Un rapport d’expertise alerte sur l’état préoccupant des installations accueillant les orques du parc Marineland d’Antibes, fermé depuis plus d’un an. Selon ce document, rédigé par deux vétérinaires mandatés par la justice à la demande de l’ONG Sea Shepherd, le bassin des orques présente une « dégradation structurelle avancée ».
Les experts indiquent que les deux orques encore présentes, Wikie (24 ans) et son fils Keijo (12 ans), ainsi que les douze dauphins du parc, sont dans un état de santé compatible aussi bien avec un maintien sur place qu’avec un transfert.

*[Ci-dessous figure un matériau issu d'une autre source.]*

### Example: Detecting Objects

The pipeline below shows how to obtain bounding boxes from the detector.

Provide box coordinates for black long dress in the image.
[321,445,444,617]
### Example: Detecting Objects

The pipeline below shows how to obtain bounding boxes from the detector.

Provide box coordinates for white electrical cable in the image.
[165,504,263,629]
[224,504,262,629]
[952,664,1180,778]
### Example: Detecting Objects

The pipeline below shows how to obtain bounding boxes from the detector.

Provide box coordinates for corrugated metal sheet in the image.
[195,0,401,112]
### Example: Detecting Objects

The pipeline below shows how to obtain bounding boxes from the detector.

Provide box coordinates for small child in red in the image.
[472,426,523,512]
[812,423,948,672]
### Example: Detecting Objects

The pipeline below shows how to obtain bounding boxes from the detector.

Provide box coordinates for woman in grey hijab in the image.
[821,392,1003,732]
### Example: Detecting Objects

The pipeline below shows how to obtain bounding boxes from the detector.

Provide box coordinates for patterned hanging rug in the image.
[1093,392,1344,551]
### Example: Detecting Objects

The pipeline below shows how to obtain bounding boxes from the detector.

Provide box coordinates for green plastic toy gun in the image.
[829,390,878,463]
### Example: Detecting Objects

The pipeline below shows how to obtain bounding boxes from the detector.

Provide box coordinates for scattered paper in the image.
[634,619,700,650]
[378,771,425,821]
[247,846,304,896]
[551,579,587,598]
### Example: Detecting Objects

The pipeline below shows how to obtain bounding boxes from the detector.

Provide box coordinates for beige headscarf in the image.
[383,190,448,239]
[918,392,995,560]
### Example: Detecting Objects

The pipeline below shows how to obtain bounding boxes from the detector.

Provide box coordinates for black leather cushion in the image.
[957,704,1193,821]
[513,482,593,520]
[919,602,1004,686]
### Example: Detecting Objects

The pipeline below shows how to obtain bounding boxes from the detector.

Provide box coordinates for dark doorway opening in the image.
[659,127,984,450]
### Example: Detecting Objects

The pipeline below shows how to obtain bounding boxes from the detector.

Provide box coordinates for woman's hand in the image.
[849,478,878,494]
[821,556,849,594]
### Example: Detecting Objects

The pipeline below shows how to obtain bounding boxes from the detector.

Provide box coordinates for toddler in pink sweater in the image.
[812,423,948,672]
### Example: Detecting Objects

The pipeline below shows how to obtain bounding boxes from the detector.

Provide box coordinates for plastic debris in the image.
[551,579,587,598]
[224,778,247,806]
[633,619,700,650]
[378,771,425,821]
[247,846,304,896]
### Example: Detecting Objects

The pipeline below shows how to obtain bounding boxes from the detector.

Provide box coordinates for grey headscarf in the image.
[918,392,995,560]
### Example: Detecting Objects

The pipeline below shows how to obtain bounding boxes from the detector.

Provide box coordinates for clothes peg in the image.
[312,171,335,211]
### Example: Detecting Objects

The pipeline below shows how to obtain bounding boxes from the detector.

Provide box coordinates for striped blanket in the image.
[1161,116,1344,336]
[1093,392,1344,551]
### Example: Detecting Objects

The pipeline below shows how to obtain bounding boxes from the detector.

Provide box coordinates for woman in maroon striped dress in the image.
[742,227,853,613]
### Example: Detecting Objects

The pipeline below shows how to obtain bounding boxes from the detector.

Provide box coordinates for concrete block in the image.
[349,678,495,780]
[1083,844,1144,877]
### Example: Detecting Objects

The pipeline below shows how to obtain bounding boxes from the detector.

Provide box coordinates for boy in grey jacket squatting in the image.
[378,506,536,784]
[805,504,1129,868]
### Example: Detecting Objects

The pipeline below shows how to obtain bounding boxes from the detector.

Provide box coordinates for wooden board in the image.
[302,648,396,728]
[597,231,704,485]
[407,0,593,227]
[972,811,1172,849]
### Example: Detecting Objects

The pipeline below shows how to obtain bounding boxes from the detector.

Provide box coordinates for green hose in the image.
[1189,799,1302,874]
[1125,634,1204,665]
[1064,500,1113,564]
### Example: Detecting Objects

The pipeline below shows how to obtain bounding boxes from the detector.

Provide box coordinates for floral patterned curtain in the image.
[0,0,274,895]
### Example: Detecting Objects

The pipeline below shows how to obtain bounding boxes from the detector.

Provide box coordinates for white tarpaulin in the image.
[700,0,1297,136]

Toutefois, le complexe de cinq bassins construit en 2001 est fragilisé par des mouvements du sous-sol. S’il reste fonctionnel grâce à des opérations de maintenance, il pourrait, selon le rapport, s’effondrer à tout moment.
Un avenir suspendu aux décisions des autorités
En cas de défaillance majeure, l’absence de matériel et de personnel permettant un transfert d’urgence rendrait la situation critique, la seule issue évoquée étant alors l’euthanasie des animaux. Les vétérinaires rappellent par ailleurs que les orques sont des animaux sociaux, qui devraient vivre en groupe d’au moins trois individus, comme l’exigeait la réglementation avant la loi de 2021 interdisant progressivement la captivité des cétacés en France.
Plusieurs pistes de transfert ont été évoquées ces derniers mois, notamment vers l’Espagne, le Japon ou un futur sanctuaire en Nouvelle-Écosse, sans aboutir à ce stade. Concernant les dauphins, le rapport estime que leurs conditions actuelles sont satisfaisantes et compatibles avec un maintien sur place, ce qui pourrait faciliter leur transfert envisagé vers le ZooParc de Beauval, malgré les réserves exprimées par certaines ONG.